Open Twitte0000 opened 7 months ago
Hi, although parallel connectivity has been studied in previous research, there is a gap in people's thinking about parallel connectivity on Mamba. Our work bridges the gap on parallel Mamba. Simply connecting Mamba in parallel does not lead to performance degradation, but instead improves in terms of parameters, computational complexity, performance, and more. Moreover, parallelizing Mamba is just a starting point and inspiration, which opens another line of research to the reader. Any future variant of Mamba can be used in parallel. Stay tuned for our latest arXiv release in the next few days, where we have explored parallelization of several Mamba variants with exciting results! As if the classic ResNet network, which uses only simple residual connections, has gained widespread attention. The proposed parallel Mamba is not a structure, but a way of thinking, and if you think about it that way, I'm sure our research will be very inspiring to you. I hope my answer can help you.

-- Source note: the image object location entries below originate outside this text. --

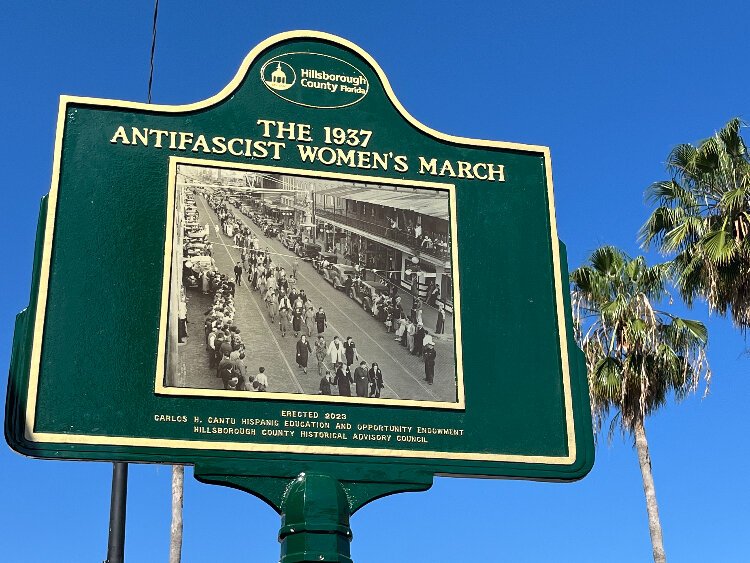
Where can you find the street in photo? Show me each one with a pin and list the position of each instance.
(284, 285)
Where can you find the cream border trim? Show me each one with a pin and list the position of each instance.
(33, 436)
(174, 161)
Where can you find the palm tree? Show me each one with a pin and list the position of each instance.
(703, 220)
(637, 356)
(175, 531)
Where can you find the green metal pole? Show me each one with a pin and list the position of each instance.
(315, 521)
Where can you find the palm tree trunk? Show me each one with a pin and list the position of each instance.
(175, 543)
(654, 524)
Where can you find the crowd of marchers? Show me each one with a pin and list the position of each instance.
(340, 368)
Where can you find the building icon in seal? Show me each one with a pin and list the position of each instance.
(279, 79)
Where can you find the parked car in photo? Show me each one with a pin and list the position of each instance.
(323, 257)
(308, 251)
(366, 292)
(340, 276)
(272, 229)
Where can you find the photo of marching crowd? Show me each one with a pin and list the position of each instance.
(272, 292)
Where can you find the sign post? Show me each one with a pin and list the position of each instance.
(302, 291)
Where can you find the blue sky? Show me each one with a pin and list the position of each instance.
(610, 87)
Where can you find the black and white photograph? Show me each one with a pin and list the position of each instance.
(283, 285)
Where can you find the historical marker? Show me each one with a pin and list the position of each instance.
(296, 281)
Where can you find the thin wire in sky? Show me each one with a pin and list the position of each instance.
(153, 50)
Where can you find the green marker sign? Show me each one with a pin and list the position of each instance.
(296, 277)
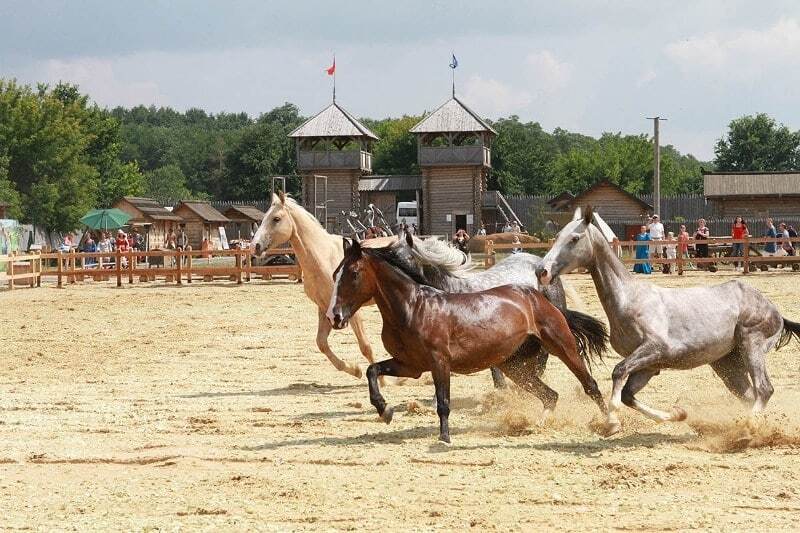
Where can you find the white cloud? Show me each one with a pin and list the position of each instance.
(99, 78)
(494, 98)
(743, 53)
(548, 73)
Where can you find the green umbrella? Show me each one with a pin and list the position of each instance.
(105, 218)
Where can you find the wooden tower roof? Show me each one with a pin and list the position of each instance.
(452, 116)
(333, 121)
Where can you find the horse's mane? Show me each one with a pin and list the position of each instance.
(437, 254)
(389, 255)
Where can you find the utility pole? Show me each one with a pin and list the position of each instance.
(657, 165)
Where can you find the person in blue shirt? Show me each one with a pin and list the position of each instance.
(643, 252)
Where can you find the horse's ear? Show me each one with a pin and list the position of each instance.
(588, 214)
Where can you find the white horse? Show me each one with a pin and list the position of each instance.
(730, 327)
(318, 253)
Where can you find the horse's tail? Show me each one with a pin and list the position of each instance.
(590, 335)
(790, 329)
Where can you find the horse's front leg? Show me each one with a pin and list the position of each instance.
(389, 367)
(323, 330)
(441, 380)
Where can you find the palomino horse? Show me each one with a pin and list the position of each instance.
(730, 326)
(442, 267)
(318, 253)
(425, 329)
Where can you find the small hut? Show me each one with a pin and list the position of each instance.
(244, 221)
(201, 221)
(156, 220)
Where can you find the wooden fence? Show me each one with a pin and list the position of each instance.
(718, 252)
(20, 269)
(171, 266)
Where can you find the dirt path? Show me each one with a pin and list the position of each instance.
(209, 407)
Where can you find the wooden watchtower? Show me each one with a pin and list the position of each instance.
(454, 154)
(334, 144)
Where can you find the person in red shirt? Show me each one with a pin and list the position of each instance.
(738, 231)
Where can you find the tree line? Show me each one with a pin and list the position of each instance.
(61, 155)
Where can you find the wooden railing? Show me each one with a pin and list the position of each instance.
(20, 267)
(173, 266)
(717, 248)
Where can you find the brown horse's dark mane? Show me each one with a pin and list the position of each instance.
(387, 255)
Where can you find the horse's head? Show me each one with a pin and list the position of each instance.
(353, 285)
(276, 228)
(572, 249)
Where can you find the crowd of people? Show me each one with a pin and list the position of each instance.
(654, 231)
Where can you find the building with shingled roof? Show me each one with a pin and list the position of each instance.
(333, 144)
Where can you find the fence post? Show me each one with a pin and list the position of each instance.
(119, 267)
(60, 268)
(746, 262)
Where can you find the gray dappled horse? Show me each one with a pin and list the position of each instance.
(448, 269)
(730, 327)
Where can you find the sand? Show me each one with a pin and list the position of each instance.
(208, 407)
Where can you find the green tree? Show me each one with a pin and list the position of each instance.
(757, 143)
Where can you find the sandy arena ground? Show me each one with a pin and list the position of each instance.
(208, 407)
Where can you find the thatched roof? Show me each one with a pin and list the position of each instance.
(244, 213)
(390, 183)
(452, 116)
(203, 210)
(775, 183)
(333, 121)
(151, 209)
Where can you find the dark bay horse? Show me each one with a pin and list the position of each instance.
(425, 329)
(442, 267)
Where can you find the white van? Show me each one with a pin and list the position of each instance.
(407, 212)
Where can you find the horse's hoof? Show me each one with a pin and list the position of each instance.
(678, 414)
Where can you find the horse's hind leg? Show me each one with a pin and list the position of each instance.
(735, 374)
(637, 382)
(523, 371)
(323, 330)
(389, 367)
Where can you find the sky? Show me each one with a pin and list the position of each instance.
(588, 66)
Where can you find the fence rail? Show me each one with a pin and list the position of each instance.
(171, 265)
(717, 246)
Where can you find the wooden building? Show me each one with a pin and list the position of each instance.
(154, 218)
(385, 191)
(752, 194)
(201, 221)
(336, 145)
(244, 221)
(454, 155)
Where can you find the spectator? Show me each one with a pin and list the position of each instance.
(656, 230)
(517, 245)
(683, 244)
(671, 251)
(701, 235)
(738, 231)
(642, 252)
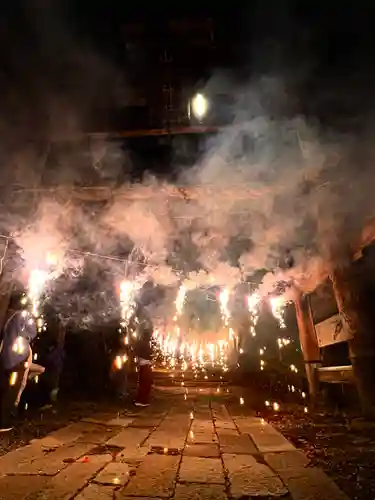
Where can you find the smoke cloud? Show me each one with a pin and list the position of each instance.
(273, 192)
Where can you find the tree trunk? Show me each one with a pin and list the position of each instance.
(353, 303)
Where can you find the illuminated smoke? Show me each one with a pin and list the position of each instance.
(278, 305)
(253, 301)
(224, 300)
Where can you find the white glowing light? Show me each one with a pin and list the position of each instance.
(253, 301)
(180, 300)
(13, 378)
(224, 300)
(19, 345)
(199, 106)
(278, 310)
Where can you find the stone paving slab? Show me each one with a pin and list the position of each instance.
(72, 432)
(132, 456)
(155, 477)
(237, 445)
(267, 439)
(52, 463)
(20, 456)
(96, 492)
(103, 459)
(101, 418)
(115, 473)
(66, 484)
(286, 460)
(18, 487)
(247, 477)
(128, 438)
(208, 450)
(99, 436)
(167, 439)
(199, 492)
(311, 484)
(201, 470)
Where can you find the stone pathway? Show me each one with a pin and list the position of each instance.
(190, 444)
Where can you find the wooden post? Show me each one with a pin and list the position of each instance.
(352, 300)
(309, 344)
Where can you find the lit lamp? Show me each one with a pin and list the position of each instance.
(199, 106)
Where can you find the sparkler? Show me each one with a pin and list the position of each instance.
(253, 302)
(278, 310)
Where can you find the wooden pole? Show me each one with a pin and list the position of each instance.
(309, 344)
(352, 300)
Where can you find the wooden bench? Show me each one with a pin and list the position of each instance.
(336, 374)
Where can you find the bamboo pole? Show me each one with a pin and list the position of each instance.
(309, 344)
(351, 297)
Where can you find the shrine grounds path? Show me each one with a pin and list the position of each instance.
(191, 443)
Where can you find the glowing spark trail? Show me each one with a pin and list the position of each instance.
(278, 310)
(253, 302)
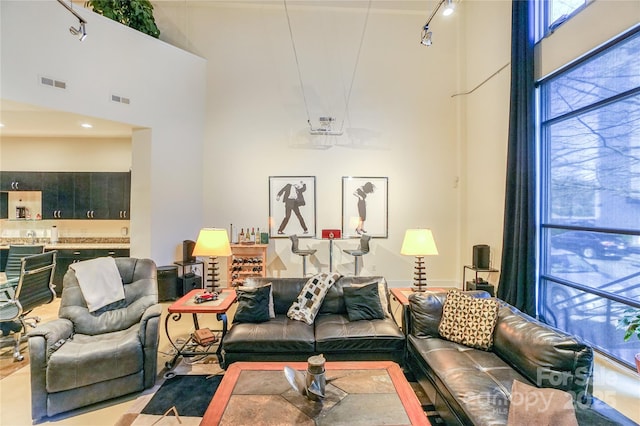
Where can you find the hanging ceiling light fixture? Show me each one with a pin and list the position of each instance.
(81, 31)
(425, 37)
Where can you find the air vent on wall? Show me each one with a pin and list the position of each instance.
(120, 99)
(46, 81)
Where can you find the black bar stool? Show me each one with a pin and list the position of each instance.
(304, 253)
(359, 252)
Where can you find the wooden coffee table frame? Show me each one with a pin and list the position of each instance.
(405, 392)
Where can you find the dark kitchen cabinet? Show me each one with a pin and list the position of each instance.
(67, 257)
(119, 195)
(4, 253)
(58, 195)
(20, 181)
(4, 205)
(91, 197)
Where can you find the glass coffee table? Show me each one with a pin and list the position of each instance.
(357, 393)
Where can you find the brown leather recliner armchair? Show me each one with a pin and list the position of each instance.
(101, 355)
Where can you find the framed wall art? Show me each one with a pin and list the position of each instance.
(365, 206)
(292, 206)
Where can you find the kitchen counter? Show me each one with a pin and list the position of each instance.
(72, 244)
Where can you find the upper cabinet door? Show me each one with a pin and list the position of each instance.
(119, 195)
(82, 195)
(57, 195)
(20, 181)
(90, 191)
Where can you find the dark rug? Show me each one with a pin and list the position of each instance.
(190, 394)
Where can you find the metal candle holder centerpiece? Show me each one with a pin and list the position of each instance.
(313, 382)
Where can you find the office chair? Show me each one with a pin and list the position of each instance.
(304, 253)
(15, 255)
(359, 252)
(34, 288)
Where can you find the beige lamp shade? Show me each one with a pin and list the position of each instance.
(212, 242)
(419, 242)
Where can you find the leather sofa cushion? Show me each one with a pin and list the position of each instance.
(335, 333)
(279, 334)
(85, 360)
(334, 299)
(546, 356)
(478, 381)
(284, 290)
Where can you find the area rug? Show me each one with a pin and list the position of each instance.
(188, 395)
(183, 399)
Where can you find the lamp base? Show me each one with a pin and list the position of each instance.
(419, 276)
(212, 275)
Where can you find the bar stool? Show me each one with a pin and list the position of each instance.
(299, 252)
(359, 252)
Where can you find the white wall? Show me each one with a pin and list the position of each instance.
(66, 154)
(401, 121)
(165, 85)
(486, 47)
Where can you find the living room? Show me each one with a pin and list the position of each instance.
(203, 157)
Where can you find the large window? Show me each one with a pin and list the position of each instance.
(553, 13)
(590, 195)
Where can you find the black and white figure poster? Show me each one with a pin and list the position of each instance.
(364, 206)
(292, 206)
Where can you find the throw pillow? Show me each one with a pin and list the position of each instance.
(530, 405)
(307, 304)
(363, 303)
(272, 312)
(469, 321)
(253, 304)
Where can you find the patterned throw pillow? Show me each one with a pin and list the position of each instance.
(306, 306)
(468, 320)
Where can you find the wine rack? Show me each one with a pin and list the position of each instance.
(246, 261)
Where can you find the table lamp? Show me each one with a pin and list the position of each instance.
(212, 242)
(419, 243)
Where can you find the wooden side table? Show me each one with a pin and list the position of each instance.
(187, 305)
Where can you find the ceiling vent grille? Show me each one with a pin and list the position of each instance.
(46, 81)
(120, 99)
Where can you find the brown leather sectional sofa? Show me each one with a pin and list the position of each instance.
(473, 387)
(332, 334)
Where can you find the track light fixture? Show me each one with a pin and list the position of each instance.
(425, 38)
(81, 31)
(448, 8)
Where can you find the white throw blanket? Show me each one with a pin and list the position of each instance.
(99, 282)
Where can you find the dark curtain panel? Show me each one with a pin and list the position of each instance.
(517, 279)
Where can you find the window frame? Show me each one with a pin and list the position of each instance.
(544, 214)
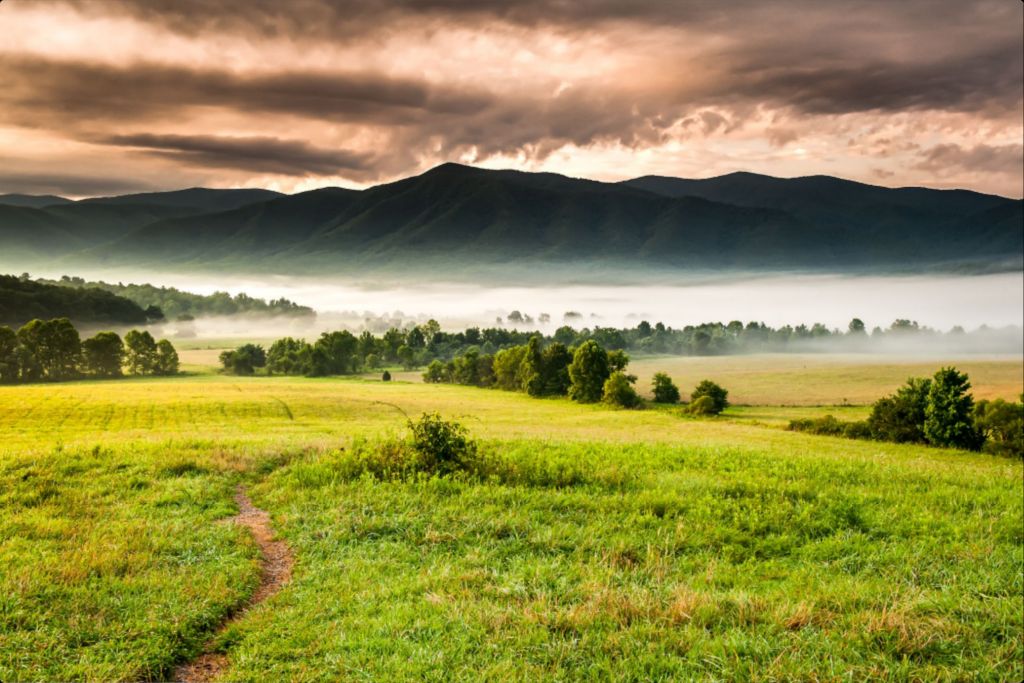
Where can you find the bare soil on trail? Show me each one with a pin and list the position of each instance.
(276, 561)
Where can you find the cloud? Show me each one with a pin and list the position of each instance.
(247, 91)
(258, 155)
(1005, 159)
(69, 184)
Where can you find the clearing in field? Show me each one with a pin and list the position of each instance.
(608, 545)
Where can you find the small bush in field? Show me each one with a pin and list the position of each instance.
(619, 390)
(442, 446)
(666, 390)
(702, 406)
(718, 395)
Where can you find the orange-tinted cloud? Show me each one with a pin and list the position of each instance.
(312, 92)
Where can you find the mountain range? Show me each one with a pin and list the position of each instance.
(461, 218)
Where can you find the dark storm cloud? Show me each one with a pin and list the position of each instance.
(70, 184)
(259, 155)
(982, 158)
(72, 91)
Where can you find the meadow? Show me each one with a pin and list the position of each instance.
(610, 545)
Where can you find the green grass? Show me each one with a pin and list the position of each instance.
(619, 546)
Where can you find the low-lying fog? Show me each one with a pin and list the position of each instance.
(938, 301)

Moreover, you did not provide the experimental results of repeated training. The results of your model that I tested were very poor. Based on the average of three experiments, this made me have great doubts about your experimental results and the exaggerated title of the paper.
Parallel processing and feature segmentation methods are well-established in the field of deep learning, particularly in network architectures such as those described in the Inception series. If the primary innovation of the PVM Layer is merely an adjustment in the structure or parameters of the parallel blocks, it raises concerns about the novelty and substantial contribution of the thesis.